Supervalu involved two combined FCA cases, both brought against supermarkets (Supervalu and Safeway) that house internal pharmacies and that participate with Medicare and Medicaid. [6] These government payor programs limit the amount pharmacies can charge for generic medications to the “usual and customary” price. [7] Relators in these respective cases alleged that pharmacy operators knowingly filed inflated reports of the “usual and customary” drug prices when seeking reimbursement from Medicare and Medicaid. [8]

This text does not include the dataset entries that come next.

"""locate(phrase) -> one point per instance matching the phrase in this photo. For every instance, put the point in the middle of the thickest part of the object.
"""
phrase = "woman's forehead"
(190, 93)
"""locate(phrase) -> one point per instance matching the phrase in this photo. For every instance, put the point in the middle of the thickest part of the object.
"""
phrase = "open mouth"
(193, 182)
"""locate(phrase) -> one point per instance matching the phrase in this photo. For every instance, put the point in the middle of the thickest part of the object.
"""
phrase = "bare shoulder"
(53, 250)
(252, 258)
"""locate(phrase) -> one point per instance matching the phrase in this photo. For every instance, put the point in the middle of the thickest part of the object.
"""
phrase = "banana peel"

During the pertinent time period, each defendant offered discount programs to its non-government payor clients, which significantly lowered the typical cost of certain medications (in some cases to $4.00 per 30-day supply). [9] Based on an objectively reasonable interpretation of the “usual and customary” price standard, these pharmacies would charge Medicare and Medicaid for the same medications at standard retail rates (that were exponentially higher than $4.00 per 30-day supply). [10] The delta hinged on the interpretation of what is the “usual and customary” price. [11] Both Supervalu and Safeway won summary judgment at the district court level by arguing that this standard is facially ambiguous and that their respective interpretations—essentially that “usual and customary” means the retail prices—is just as plausible as any other interpretation. [12]

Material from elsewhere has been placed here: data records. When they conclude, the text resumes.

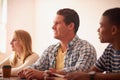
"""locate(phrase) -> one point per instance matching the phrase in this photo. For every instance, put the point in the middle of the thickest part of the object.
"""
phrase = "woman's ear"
(114, 30)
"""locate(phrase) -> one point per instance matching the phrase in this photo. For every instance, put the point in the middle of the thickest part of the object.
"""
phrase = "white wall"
(89, 11)
(37, 17)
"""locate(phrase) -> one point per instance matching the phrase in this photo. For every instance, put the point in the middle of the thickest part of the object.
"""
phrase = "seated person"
(23, 55)
(69, 55)
(109, 62)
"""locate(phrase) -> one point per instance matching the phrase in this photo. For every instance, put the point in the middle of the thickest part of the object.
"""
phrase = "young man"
(68, 55)
(109, 62)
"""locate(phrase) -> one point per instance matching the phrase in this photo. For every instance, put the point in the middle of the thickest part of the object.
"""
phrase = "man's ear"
(114, 30)
(71, 26)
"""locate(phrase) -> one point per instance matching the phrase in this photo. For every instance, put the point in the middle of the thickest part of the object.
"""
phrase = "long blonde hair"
(26, 43)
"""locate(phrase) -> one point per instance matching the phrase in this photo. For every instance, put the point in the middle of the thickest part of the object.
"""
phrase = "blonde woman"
(23, 55)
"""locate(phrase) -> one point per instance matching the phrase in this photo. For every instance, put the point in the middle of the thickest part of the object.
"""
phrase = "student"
(23, 55)
(68, 55)
(109, 62)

The Court unanimously disagreed. It emphasized the three bases for establishing scienter under the FCA—actual knowledge, deliberate ignorance of, or a reckless disregard for the truth. [13] Relying on common law fraud principles, the Court emphasized that scienter (at common law and for the FCA) focuses on what a person believes or has reason to believe, not whether a mistaken belief is objectively reasonable. To be clear—this decision did not displace longstanding precedent establishing that mistakes alone are not actionable under the FCA. A mistake is still a mistake, not fraud. The Court took great pains to explain that someone can believe that a certain tact is legally appropriate at one moment in time, and then learn later that it is not. [14] The former conduct (depending on the facts) could constitute a non-actionable (or highly defendable) mistake. But, the continuation of that conduct after learning of its impropriety can no longer can be credibly defended under the theory of objective reasonableness. “For scienter, it is enough if respondents believed that their claims were not accurate.” [15]

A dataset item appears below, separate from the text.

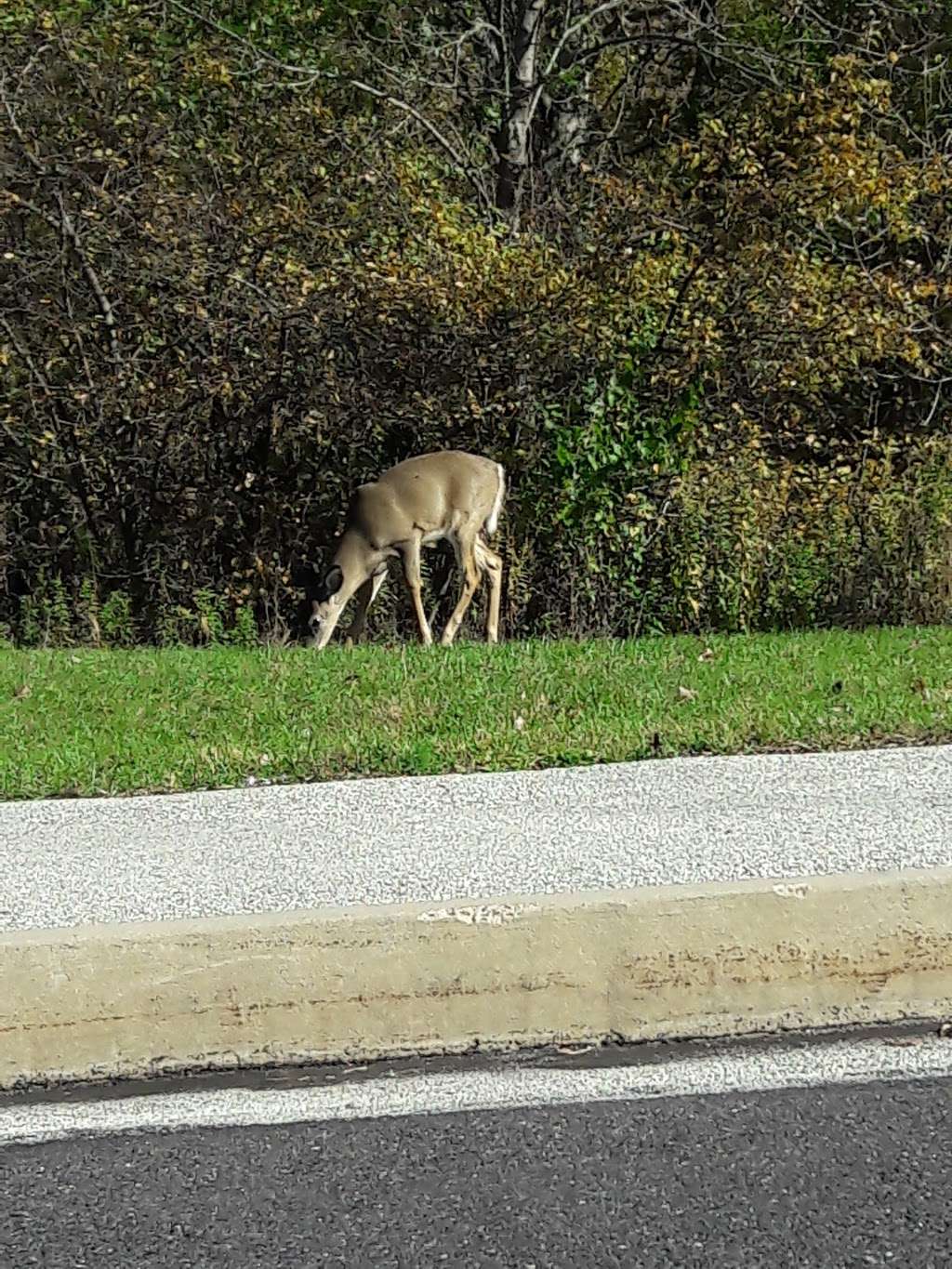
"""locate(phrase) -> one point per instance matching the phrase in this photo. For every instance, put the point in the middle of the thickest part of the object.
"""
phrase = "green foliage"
(712, 354)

Ultimately, the Court emphasized that this decision should be narrowly construed. Nevertheless, it will not be without consequences to the FCA defense bar.

The Impact of this Decision

  1. Impact on summary judgment: As mentioned above, defendants can no longer rely on the concept of an objectively reasonable interpretation of the law to defend against an FCA matter. This issue is most frequently raised pre-trial at the summary judgment stage. It is unlikely to be successful moving forward. Moving forward, the Court’s focus on the distinction between mistakes and subjectively understood violations of the law will likely become a court’s focus.
  2. Impact on preliminary dispositive motions: The Court did not displace the application of Rule 9(b) pleading standards to elements of an FCA case. Consequently, generic pleading of subjective intent likely will not suffice to permit an FCA case to progress. Accordingly, this decision should not result in a greater percentage of FCA claims surviving initial pleading deformities.
  3. Impact on clients: Petitioners in the Supervalu had, allegedly, developed evidence to suggest that one or both respondents came to learn that “usual and customary” price meant the discounted price frequently offered to certain customers. Given the now enhanced role that evidence of subjective knowledge will play in defending FCA claims, clients should take this opportunity to evaluate the role that counsel plays in compliance decisions. Protecting these conversations by having them in an exclusively privileged environment would enhance the defense options available to a client in the event of an FCA claim.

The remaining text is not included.